Reuters
Tuesday, April 16, 2013
Somalia's finance minister has his eye on
conferences in Washington, London and beyond in the next six months to shore up
international support for a slow recovery whose fragility was exposed by this
weekend's suicide bombings in Mogadishu.
Somalia's president Hassan Sheikh Mohamud. (File, AP) |
Mohamud Hassan Suleiman can count on a wave of goodwill on
his travels but needs more than diplomatic backing to steady a nation emerging
from two decades of war and anarchy with debts of $2.2bn and state revenues of
just $84m a year.
For the first time in years, Western and other nations have
accredited ambassadors to the new government of President Hassan Sheikh
Mohamud, although most still live outside Somalia. His government has also won
recognition from the International Monetary Fund, an important step on the road
to rehabilitation.
But gains on the ground are shaky, demonstrated in bloody
fashion on Sunday when al-Qaeda-affiliated bombers killed at least 30 people in
Mogadishu, a city without a single working fuel station and whole
neighbourhoods of wrecked buildings.
"Somalia is coming out from a dark period,"
Suleiman told Reuters in a telephone interview, adding Sunday's attacks in the
capital highlighted the need to support a government that still relies on
African peacekeepers to maintain security.
"They are giving us their attention but we are asking
them to change that to substance," said the 62-year-old minister, a banker
from the diaspora who once worked at Somalia's central bank, an institution he
is now seeking to resuscitate.
"It needs money to train the security forces, to equip
them properly and to pay them properly," he added.
Western states and others have focused on humanitarian aid
till now but efforts are shifting towards bilateral support for the new
government, whose ability to act could have an impact far beyond the borders of
the nation of 10 million people.
Difficult task
A more stable Somalia could help curb piracy, which has
flourished in the political vacuum and according to the World Bank costs the
global economy about $18bn a year. Western nations also worry a slide back to
chaos will allow al-Shabaab Islamists, ejected from Mogadishu two years ago, to
regroup.
But Suleiman said the government needs to show Somalis it
can deliver change, if it is to extend its control beyond Mogadishu and other
urban centres, a difficult task when its revenues almost all come from a
battered port and tiny airport.
"We are doing everything we can, not to disappoint the
people," said Suleiman, who travels to a donor meeting hosted by the World
Bank in Washington on April 20 before attending a broader London conference to
build support for Somalia on May 7.
The Somali government also wants to draw more backing at a
June 1-3 meeting on African development in the Japanese city of Yokohama, and
at a gathering in September in Brussels.
The meetings will help gauge support for debt relief before
starting a formal process that could see Somalia qualify for the Heavily
Indebted Poor Countries initiative, known as HIPC, that could offer debt
forgiveness and restructuring.
To do that, Suleiman and his government must draw up a
sustainable poverty reduction programme and show Somalia has the backing of 70%
to 80% of its creditors, experts say.
"It is going to be a long process and we are just
starting that. HIPC is not something we can use immediately," he said.
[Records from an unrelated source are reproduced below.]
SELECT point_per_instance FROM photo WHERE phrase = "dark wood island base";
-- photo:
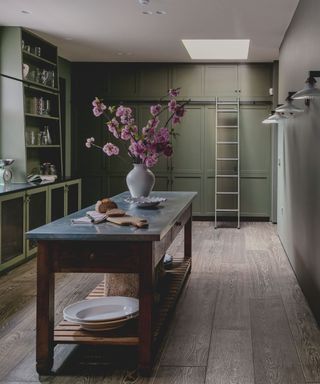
(105, 254)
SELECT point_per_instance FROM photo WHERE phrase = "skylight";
(223, 49)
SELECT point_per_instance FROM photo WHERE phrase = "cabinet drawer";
(111, 257)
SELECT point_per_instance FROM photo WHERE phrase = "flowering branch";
(147, 145)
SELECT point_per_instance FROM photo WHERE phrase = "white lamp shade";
(289, 107)
(272, 119)
(310, 91)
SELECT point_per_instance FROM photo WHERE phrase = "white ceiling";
(116, 30)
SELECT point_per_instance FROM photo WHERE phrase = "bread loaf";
(105, 205)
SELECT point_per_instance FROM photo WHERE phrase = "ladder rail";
(235, 109)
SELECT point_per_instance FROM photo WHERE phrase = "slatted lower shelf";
(171, 285)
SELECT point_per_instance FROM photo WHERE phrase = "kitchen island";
(108, 248)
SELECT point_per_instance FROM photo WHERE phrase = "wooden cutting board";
(129, 220)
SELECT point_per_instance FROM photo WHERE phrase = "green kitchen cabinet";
(123, 81)
(36, 214)
(12, 229)
(154, 81)
(189, 78)
(221, 81)
(188, 153)
(255, 81)
(255, 140)
(61, 196)
(193, 184)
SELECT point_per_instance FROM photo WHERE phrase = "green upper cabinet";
(189, 78)
(123, 81)
(220, 81)
(188, 154)
(255, 141)
(255, 80)
(11, 49)
(154, 81)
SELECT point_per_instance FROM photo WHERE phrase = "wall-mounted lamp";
(274, 118)
(289, 109)
(310, 90)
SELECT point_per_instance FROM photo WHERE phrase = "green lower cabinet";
(23, 211)
(12, 229)
(36, 214)
(193, 184)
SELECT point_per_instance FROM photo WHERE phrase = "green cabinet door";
(36, 214)
(192, 184)
(189, 78)
(123, 80)
(12, 229)
(188, 154)
(154, 81)
(255, 162)
(255, 80)
(220, 81)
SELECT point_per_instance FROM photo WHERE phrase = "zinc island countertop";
(160, 219)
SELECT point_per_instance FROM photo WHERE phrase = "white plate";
(145, 202)
(101, 323)
(102, 309)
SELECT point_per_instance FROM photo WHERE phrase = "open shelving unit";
(29, 73)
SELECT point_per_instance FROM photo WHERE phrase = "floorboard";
(241, 319)
(230, 359)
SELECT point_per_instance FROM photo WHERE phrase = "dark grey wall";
(299, 212)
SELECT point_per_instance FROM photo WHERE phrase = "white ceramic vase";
(140, 181)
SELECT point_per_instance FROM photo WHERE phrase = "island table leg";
(146, 287)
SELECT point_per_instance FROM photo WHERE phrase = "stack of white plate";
(103, 313)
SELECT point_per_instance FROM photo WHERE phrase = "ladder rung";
(227, 210)
(228, 102)
(227, 193)
(227, 175)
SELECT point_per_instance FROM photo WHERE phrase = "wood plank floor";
(241, 319)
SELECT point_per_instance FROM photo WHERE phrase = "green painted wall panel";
(220, 81)
(189, 78)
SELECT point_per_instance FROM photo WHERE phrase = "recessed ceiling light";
(222, 49)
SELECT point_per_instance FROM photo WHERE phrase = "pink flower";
(179, 111)
(155, 109)
(172, 105)
(137, 148)
(125, 133)
(113, 126)
(174, 92)
(89, 142)
(153, 123)
(110, 149)
(151, 161)
(98, 107)
(176, 120)
(163, 135)
(168, 150)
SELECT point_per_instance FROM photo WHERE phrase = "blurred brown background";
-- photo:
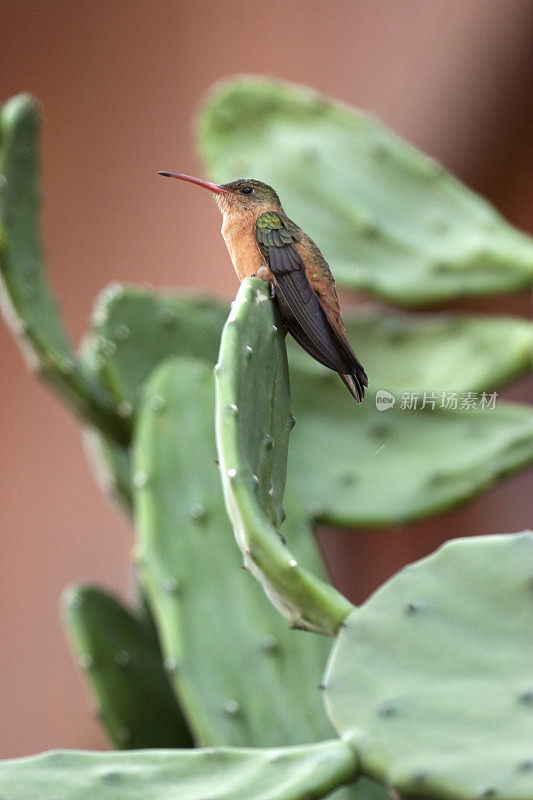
(119, 82)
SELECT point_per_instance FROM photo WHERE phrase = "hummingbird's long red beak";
(213, 187)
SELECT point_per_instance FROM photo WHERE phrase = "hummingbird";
(263, 242)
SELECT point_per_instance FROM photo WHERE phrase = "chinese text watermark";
(451, 401)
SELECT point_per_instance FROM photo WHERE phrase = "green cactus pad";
(389, 220)
(360, 466)
(430, 681)
(364, 448)
(296, 773)
(136, 329)
(434, 352)
(206, 607)
(253, 422)
(123, 665)
(25, 297)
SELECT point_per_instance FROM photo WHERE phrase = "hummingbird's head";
(248, 194)
(244, 194)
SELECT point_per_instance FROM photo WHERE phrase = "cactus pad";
(430, 680)
(390, 220)
(135, 328)
(206, 607)
(25, 296)
(296, 773)
(123, 664)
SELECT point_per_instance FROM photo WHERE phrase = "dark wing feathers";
(300, 307)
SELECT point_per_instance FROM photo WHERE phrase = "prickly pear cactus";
(136, 328)
(381, 467)
(190, 571)
(25, 296)
(121, 659)
(253, 421)
(295, 773)
(430, 680)
(432, 354)
(389, 219)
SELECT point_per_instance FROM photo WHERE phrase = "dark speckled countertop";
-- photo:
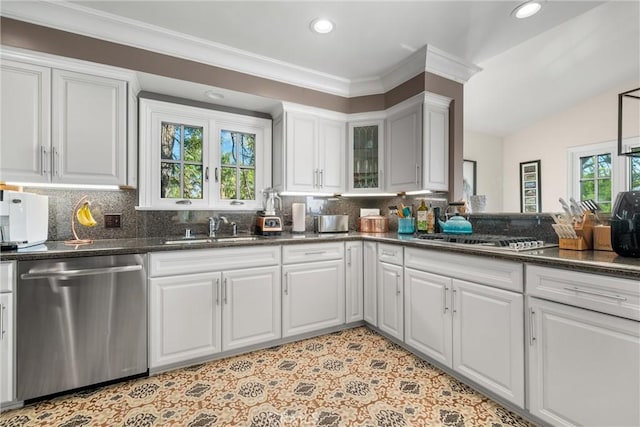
(588, 261)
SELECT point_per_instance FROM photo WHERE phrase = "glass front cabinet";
(366, 145)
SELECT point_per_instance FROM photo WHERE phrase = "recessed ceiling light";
(527, 9)
(321, 26)
(213, 95)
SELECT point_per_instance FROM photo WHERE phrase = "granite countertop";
(589, 261)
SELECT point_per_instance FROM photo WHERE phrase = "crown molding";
(89, 22)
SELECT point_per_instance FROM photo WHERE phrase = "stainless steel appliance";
(80, 321)
(24, 219)
(331, 223)
(625, 224)
(514, 243)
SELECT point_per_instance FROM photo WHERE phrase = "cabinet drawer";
(7, 276)
(204, 260)
(620, 297)
(492, 272)
(391, 254)
(311, 252)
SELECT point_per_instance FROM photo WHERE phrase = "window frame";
(620, 165)
(151, 115)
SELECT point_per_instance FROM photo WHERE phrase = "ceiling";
(531, 68)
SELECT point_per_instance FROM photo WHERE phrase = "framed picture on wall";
(469, 186)
(530, 191)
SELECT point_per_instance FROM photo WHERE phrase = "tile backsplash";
(174, 223)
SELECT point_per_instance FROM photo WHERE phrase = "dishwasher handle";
(85, 272)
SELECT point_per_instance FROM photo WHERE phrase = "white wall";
(486, 150)
(594, 120)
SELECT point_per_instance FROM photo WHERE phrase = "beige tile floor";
(350, 378)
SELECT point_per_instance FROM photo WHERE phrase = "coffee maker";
(625, 224)
(267, 222)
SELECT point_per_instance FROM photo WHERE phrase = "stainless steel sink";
(237, 239)
(187, 241)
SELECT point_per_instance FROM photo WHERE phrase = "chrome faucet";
(214, 224)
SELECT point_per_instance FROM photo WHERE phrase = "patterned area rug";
(350, 378)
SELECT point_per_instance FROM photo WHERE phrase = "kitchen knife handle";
(532, 335)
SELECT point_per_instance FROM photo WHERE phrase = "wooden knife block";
(584, 231)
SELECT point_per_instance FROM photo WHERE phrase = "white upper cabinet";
(61, 126)
(25, 134)
(309, 151)
(404, 148)
(366, 156)
(435, 142)
(89, 132)
(197, 158)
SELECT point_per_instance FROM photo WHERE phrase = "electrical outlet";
(112, 220)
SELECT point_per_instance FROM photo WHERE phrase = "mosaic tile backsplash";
(174, 223)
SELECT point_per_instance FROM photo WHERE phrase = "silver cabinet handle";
(315, 253)
(532, 335)
(444, 300)
(56, 162)
(453, 301)
(43, 160)
(74, 273)
(600, 294)
(2, 331)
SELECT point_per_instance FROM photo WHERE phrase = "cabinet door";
(25, 109)
(251, 306)
(365, 160)
(355, 282)
(370, 284)
(314, 297)
(185, 314)
(488, 338)
(428, 314)
(404, 150)
(436, 147)
(89, 139)
(6, 347)
(301, 169)
(331, 151)
(390, 312)
(583, 366)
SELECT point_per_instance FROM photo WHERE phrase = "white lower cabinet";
(584, 366)
(370, 283)
(198, 315)
(390, 303)
(314, 296)
(7, 332)
(488, 338)
(250, 306)
(354, 282)
(185, 318)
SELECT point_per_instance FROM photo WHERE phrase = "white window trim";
(152, 112)
(619, 165)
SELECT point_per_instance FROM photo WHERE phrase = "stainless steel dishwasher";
(80, 321)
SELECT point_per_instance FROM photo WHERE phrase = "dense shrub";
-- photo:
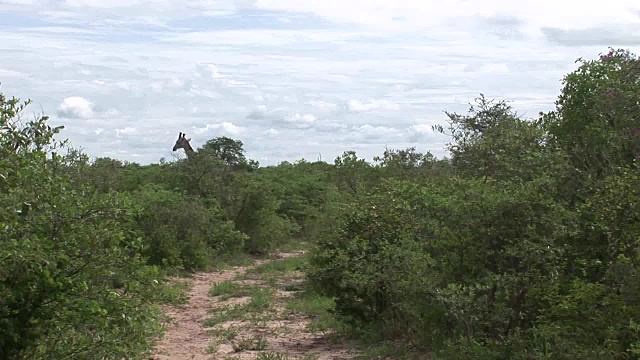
(63, 250)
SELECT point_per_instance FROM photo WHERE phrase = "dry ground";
(252, 312)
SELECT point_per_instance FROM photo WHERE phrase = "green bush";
(62, 251)
(181, 231)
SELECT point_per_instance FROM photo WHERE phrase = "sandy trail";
(275, 330)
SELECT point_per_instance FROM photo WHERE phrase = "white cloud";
(291, 78)
(75, 107)
(373, 104)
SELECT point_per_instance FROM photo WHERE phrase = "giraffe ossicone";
(183, 143)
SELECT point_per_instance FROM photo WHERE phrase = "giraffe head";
(182, 143)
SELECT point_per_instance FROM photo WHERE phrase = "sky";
(291, 79)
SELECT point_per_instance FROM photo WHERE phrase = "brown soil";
(277, 329)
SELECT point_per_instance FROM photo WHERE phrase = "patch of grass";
(224, 288)
(318, 307)
(272, 356)
(387, 349)
(293, 245)
(213, 346)
(229, 333)
(280, 266)
(255, 343)
(175, 293)
(261, 300)
(227, 261)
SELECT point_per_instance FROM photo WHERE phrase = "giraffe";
(183, 143)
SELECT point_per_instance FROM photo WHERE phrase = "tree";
(72, 282)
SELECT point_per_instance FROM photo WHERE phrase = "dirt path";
(247, 318)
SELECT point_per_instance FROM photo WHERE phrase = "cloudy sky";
(291, 78)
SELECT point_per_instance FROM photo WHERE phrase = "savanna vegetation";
(522, 244)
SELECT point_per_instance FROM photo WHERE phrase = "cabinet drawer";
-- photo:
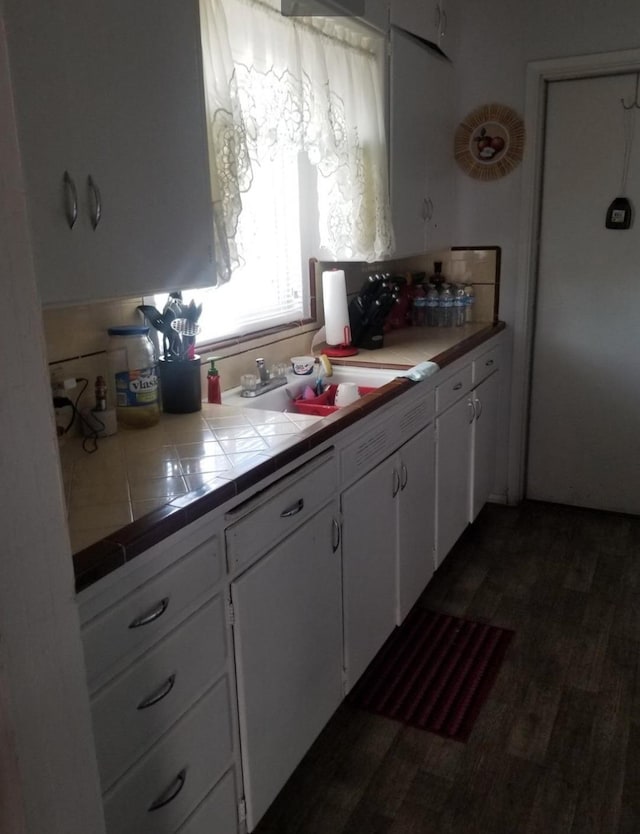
(168, 679)
(279, 510)
(218, 812)
(143, 617)
(455, 387)
(159, 793)
(486, 364)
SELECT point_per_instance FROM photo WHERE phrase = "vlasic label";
(137, 387)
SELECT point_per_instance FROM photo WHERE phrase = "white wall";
(497, 40)
(48, 772)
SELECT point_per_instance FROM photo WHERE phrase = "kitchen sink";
(280, 399)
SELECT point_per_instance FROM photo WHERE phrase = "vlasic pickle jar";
(134, 376)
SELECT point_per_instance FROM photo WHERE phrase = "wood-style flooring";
(556, 749)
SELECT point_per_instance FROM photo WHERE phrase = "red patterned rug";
(434, 672)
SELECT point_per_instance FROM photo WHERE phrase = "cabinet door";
(416, 519)
(288, 649)
(369, 509)
(123, 112)
(485, 402)
(425, 19)
(422, 164)
(453, 461)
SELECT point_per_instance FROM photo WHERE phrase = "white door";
(584, 438)
(288, 651)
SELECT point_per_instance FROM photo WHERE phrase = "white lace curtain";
(277, 82)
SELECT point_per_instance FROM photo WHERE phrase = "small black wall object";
(619, 214)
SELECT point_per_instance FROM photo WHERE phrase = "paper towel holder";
(336, 315)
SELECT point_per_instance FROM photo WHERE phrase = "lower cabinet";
(288, 651)
(387, 545)
(466, 432)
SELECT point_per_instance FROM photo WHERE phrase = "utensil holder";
(180, 385)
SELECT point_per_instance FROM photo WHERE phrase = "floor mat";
(434, 672)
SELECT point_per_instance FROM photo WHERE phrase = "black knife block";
(180, 385)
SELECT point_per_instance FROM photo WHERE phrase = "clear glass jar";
(133, 376)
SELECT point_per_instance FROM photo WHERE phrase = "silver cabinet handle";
(336, 535)
(160, 693)
(170, 793)
(96, 212)
(151, 615)
(71, 205)
(294, 509)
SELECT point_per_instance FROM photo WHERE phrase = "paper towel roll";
(336, 313)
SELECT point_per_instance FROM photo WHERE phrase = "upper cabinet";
(430, 20)
(422, 170)
(111, 123)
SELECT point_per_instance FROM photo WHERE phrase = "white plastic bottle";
(445, 309)
(134, 376)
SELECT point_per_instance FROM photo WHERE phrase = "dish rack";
(323, 404)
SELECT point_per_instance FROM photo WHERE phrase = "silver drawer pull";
(150, 616)
(71, 205)
(160, 693)
(96, 213)
(170, 793)
(294, 509)
(336, 535)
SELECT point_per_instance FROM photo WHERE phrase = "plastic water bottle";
(445, 308)
(469, 297)
(433, 301)
(419, 307)
(459, 306)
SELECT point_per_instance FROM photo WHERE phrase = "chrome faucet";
(263, 373)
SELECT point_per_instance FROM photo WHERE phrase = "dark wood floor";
(556, 747)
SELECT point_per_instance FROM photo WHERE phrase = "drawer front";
(486, 364)
(280, 510)
(376, 443)
(143, 617)
(455, 387)
(160, 792)
(218, 812)
(135, 709)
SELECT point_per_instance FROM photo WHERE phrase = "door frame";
(538, 75)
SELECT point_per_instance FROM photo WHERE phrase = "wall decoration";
(489, 143)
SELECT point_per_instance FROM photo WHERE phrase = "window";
(298, 159)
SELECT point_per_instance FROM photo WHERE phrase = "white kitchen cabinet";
(422, 171)
(288, 651)
(485, 434)
(162, 697)
(466, 438)
(111, 125)
(387, 539)
(453, 461)
(428, 19)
Suleiman put Somalia's debt at $2.2bn, although experts said
that was based on a 2010 World Bank figure and interest accrued since then
meant it was probably higher.
Gradual recovery
About half the debt is owed to the World Bank, IMF and
African Development Bank. Arrears to international financial institutions
(IFIs) must be repaid, whether by Somalia or by creditors on its behalf, before
they can offer new funds.
But IMF recognition was a valuable start, Suleiman said,
adding it "opens doors for us to deal again with the IFIs".
The 2013 budget figures show revenues of about $84m, of
which about $54m is forecast to come from domestic sources and the remainder in
external assistance. Spending is put at $114m, leaving a $30m deficit.
"We are hoping to cover this gap by increasing the
revenue or by external assistance," said Suleiman, who spent more than 30
years as an international banker - most recently in Britain - before he joined
Mohamud's government.
His former employer, the central bank, is in no position now
to help out with debt issuance. "We are just undertaking a comprehensive
public finance management reform and the bank is part of it," he said,
adding it was not yet "fully functioning."
But the central bank's freshly painted building is one sign
of a gradual recovery in Mogadishu, where traffic now sometimes clogs the
potholed roads and construction sites have sprouted.
At least one new petrol station has been built but has yet
to open so drivers still rely on vendors selling jerry cans of fuel on the
roadside.
"I believe there is an opportunity," said the
minister. "We hope to use this opportunity."